Today’s agenda

Today’s agenda

  • Central Limit Theorem
  • Aside: Evaluating normality graphically
  • Application exercise: proving the CLT via simulation

  • Inference based on the Central Limit Theorem

  • Due Thursday: Read Sections 2.5 - 2.8 on OpenIntro: Intro Stat with Randomization and Simulation: http://www.openintro.org/isrs

Notation

Notation

  • Means:
    • Population: mean = \(\mu\), standard deviation = \(\sigma\)
    • Sample: mean = \(\bar{x}\), standard deviation = \(s\)
  • Proportions:
    • Population: \(p\)
    • Sample: \(\hat{p}\)
  • Standard error: \(SE\)

Central Limit Theorem

Variability of sample statistics

  • Each sample from the population yields a slightly different sample statistic (sample mean, sample proportion, etc.)

  • The variability of these sample statistics is measured by the standard error

  • Previously we quantified this value via simulation

  • Today we talk about the theory underlying sampling distributions

Sampling distribution

  • Sampling distribution is the distribution of sample statistics of random samples of size \(n\) taken from a population

  • In practice it is impossible to construct sampling distributions since it would require having access to the entire population

  • Today for demonstration purposes we will assume we have access to the population data, and construct sampling distributions, and examine their shapes, centers, and spreads

Evaluating normality: Normal probability plots

Normal probability plot

d <- data.frame(norm_samp = rnorm(100, mean = 50, sd = 5))

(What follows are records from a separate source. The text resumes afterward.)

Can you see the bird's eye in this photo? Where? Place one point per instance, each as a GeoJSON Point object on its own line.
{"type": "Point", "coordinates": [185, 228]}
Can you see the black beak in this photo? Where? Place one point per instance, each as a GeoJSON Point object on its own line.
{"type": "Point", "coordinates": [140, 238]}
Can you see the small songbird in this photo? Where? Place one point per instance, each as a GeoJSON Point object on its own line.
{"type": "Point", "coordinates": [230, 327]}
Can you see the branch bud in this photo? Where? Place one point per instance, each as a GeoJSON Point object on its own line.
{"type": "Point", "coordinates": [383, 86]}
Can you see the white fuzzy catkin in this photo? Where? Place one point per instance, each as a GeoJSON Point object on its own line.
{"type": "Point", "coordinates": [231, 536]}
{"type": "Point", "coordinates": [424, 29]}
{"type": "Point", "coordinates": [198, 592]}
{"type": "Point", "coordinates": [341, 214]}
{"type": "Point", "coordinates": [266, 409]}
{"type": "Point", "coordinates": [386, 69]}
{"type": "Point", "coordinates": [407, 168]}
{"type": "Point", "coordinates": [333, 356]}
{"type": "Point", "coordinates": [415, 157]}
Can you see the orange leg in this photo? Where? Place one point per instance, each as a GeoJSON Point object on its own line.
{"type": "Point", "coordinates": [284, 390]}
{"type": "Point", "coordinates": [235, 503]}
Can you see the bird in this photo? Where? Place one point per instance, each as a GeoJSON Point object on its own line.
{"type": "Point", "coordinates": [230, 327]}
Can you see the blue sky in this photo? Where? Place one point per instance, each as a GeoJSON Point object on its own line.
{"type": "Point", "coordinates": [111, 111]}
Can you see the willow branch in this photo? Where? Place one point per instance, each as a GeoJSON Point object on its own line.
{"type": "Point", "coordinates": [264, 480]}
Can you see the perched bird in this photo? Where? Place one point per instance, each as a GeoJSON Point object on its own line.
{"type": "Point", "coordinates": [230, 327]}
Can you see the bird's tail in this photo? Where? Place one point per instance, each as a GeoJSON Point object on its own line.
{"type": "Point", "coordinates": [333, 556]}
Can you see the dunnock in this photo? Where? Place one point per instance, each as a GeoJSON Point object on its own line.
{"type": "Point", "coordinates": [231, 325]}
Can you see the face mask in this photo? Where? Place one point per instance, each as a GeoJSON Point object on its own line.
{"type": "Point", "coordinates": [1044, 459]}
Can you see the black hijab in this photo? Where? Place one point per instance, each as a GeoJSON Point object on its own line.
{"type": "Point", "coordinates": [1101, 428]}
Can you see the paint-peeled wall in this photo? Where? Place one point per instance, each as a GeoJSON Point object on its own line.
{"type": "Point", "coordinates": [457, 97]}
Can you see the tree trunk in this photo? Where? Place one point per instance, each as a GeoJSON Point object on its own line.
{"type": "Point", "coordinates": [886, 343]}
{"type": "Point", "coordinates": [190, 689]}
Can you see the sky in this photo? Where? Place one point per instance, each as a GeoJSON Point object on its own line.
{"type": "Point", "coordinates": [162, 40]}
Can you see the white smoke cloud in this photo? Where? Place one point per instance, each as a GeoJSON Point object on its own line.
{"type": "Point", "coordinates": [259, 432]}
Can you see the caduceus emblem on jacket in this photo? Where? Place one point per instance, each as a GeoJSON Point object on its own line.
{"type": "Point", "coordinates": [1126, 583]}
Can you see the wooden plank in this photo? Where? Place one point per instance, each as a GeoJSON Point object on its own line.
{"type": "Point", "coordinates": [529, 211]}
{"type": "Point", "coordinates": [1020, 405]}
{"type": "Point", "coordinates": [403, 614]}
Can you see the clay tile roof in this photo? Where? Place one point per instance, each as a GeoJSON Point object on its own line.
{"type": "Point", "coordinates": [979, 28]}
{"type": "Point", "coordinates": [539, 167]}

ggplot(data = d, aes(sample = norm_samp)) +
  geom_point(alpha = 0.7, stat = "qq")

Anatomy of a normal probability plot

  • Data are plotted on the y-axis of a normal probability plot and theoretical quantiles (following a normal distribution) on the x-axis.

  • If there is a one-to-one relationship between the data and the theoretical quantiles, then the data follow a nearly normal distribution.

  • Since a one-to-one relationship would appear as a straight line on a scatter plot, the closer the points are to a perfect straight line, the more confident we can be that the data follow the normal model.

Constructing a normal probability plot

Data (y-coordinates) Percentile Theoretical Quantiles (x-coordinates)
37.5 0.5 / 100 = 0.005 qnorm(0.005) = -2.58
38.0 1.5 / 100 = 0.015 qnorm(0.015) = -2.17
38.3 2.5 / 100 = 0.025 qnorm(0.025) = -1.95
39.5 3.5 / 100 = 0.035 qnorm(0.035) = -1.81
61.9 99.5 / 100 = 0.995 qnorm(0.995) = 2.58

Constructing a normal probability plot

Fat tails

Best to think about what is happening with the most extreme values - here the biggest values are bigger than we would expect and the smallest values are smaller than we would expect (for a normal).

Skinny tails

Here the biggest values are smaller than we would expect and the smallest values are bigger than we would expect.

Right skew

Here the biggest values are bigger than we would expect and the smallest values are also bigger than we would expect.